# Chapter 5: Vector Embeddings and Retrieval

This notebook explores:
- What are embeddings and how they work
- How to generate embeddings using pre-trained models
- Vector databases and similarity search
- Retrieval-Augmented Generation (RAG) pipelines

## Learning Objectives

- Generate vector embeddings from text using Hugging Face or Sentence Transformers
- Use cosine similarity for semantic comparison
- Index and retrieve using FAISS and ChromaDB
- Build a basic Retrieval-Augmented Generation (RAG) pipeline



## Generating Text Embeddings

We'll use SentenceTransformers to generate embeddings from a list of sentences.


In [None]:

from sentence_transformers import SentenceTransformer, util

model = SentenceTransformer("all-MiniLM-L6-v2")
sentences = ["AI is transforming the world.", "Artificial Intelligence is the future.", "Bananas are yellow."]

embeddings = model.encode(sentences, convert_to_tensor=True)
print("Embedding shape:", embeddings.shape)

# Cosine similarity
cos_sim = util.pytorch_cos_sim(embeddings[0], embeddings)
print("Cosine similarity matrix:\n", cos_sim)
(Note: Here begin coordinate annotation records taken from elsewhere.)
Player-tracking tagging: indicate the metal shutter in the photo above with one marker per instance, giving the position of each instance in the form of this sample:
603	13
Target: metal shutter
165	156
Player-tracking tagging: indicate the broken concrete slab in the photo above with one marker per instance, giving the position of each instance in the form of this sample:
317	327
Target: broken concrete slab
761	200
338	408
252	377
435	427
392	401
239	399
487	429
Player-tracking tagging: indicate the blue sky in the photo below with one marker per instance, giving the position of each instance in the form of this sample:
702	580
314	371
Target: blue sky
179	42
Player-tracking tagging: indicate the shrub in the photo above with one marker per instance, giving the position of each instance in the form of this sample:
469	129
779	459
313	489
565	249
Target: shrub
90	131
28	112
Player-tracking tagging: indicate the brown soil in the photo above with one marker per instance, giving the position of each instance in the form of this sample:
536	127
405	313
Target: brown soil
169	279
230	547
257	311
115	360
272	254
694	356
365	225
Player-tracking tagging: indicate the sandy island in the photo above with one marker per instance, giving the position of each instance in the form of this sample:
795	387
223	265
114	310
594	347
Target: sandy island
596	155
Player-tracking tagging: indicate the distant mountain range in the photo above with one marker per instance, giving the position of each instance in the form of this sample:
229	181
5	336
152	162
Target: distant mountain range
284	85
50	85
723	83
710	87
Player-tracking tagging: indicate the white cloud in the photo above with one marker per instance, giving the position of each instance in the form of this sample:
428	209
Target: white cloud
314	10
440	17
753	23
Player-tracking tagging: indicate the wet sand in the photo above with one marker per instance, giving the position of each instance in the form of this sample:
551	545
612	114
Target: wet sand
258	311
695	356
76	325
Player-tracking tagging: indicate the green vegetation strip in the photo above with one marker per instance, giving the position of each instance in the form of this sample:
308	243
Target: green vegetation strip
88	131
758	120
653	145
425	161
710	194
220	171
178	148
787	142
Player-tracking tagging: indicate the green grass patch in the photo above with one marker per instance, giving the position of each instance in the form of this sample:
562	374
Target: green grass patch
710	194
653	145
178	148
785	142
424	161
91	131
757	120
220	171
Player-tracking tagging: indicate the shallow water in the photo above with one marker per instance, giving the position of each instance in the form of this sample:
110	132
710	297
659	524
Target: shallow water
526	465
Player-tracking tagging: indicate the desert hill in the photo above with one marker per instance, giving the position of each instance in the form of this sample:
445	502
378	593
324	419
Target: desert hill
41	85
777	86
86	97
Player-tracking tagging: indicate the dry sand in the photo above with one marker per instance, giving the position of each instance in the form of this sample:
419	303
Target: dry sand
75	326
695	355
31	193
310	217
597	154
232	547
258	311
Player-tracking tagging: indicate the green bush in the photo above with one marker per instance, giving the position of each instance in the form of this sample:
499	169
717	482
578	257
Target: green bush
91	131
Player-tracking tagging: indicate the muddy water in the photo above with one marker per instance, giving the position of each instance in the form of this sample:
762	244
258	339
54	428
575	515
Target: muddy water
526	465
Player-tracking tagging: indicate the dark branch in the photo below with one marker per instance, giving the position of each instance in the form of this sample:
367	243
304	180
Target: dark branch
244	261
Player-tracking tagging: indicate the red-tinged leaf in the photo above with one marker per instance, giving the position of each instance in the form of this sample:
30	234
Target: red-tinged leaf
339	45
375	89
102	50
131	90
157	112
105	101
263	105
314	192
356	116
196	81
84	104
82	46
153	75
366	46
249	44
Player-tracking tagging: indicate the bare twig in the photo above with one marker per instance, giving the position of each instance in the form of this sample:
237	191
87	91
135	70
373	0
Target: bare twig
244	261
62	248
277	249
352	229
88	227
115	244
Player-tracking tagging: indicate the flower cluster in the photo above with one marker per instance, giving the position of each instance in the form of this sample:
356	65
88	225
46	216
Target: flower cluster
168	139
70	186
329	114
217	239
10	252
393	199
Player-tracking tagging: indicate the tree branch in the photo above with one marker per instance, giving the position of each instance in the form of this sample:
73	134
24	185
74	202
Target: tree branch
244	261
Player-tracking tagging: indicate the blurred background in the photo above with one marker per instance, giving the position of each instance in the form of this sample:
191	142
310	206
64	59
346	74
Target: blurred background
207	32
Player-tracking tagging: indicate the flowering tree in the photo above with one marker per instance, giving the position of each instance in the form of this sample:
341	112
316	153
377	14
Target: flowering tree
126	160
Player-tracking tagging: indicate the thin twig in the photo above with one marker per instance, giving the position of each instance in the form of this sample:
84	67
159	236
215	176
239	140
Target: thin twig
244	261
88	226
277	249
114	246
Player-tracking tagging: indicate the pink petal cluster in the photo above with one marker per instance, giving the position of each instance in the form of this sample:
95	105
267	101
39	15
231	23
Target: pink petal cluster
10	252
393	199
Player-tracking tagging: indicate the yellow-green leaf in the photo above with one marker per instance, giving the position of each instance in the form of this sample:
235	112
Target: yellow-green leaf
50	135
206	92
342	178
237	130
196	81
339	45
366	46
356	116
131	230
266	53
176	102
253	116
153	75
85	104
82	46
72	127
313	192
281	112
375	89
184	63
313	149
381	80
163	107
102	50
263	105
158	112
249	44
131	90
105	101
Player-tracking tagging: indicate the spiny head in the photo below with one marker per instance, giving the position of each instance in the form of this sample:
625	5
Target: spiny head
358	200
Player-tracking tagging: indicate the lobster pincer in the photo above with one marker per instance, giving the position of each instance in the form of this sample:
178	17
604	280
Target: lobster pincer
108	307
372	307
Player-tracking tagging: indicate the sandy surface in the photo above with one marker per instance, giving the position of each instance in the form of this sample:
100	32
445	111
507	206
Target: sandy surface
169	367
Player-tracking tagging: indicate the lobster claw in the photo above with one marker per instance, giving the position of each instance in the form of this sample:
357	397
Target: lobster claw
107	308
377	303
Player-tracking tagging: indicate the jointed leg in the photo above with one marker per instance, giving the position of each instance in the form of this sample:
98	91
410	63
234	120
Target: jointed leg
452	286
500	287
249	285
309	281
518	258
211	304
## Similarity Search using FAISS

FAISS is a library for efficient similarity search and clustering of dense vectors.


In [None]:

import faiss
import numpy as np

# Convert to numpy
emb_np = embeddings.cpu().detach().numpy().astype('float32')

# Create FAISS index
index = faiss.IndexFlatL2(emb_np.shape[1])
index.add(emb_np)

query = model.encode(["AI innovations"], convert_to_tensor=True).cpu().detach().numpy().astype('float32')
D, I = index.search(query, k=2)

print("Most similar sentences:")
for idx in I[0]:
    print("-", sentences[idx])



## Using ChromaDB for Persistent Storage

ChromaDB supports storing and querying documents with metadata.


In [None]:

import chromadb
from chromadb.config import Settings

chroma_client = chromadb.Client(Settings(allow_reset=True))
chroma_client.reset()  # clear previous

collection = chroma_client.create_collection(name="genai_docs")
collection.add(
    documents=["Generative AI is powerful.", "LangChain helps chain LLM calls."],
    ids=["doc1", "doc2"],
    metadatas=[{"type": "intro"}, {"type": "tool"}]
)

results = collection.query(query_texts=["What is LangChain?"], n_results=1)
print("Top result:", results["documents"][0][0])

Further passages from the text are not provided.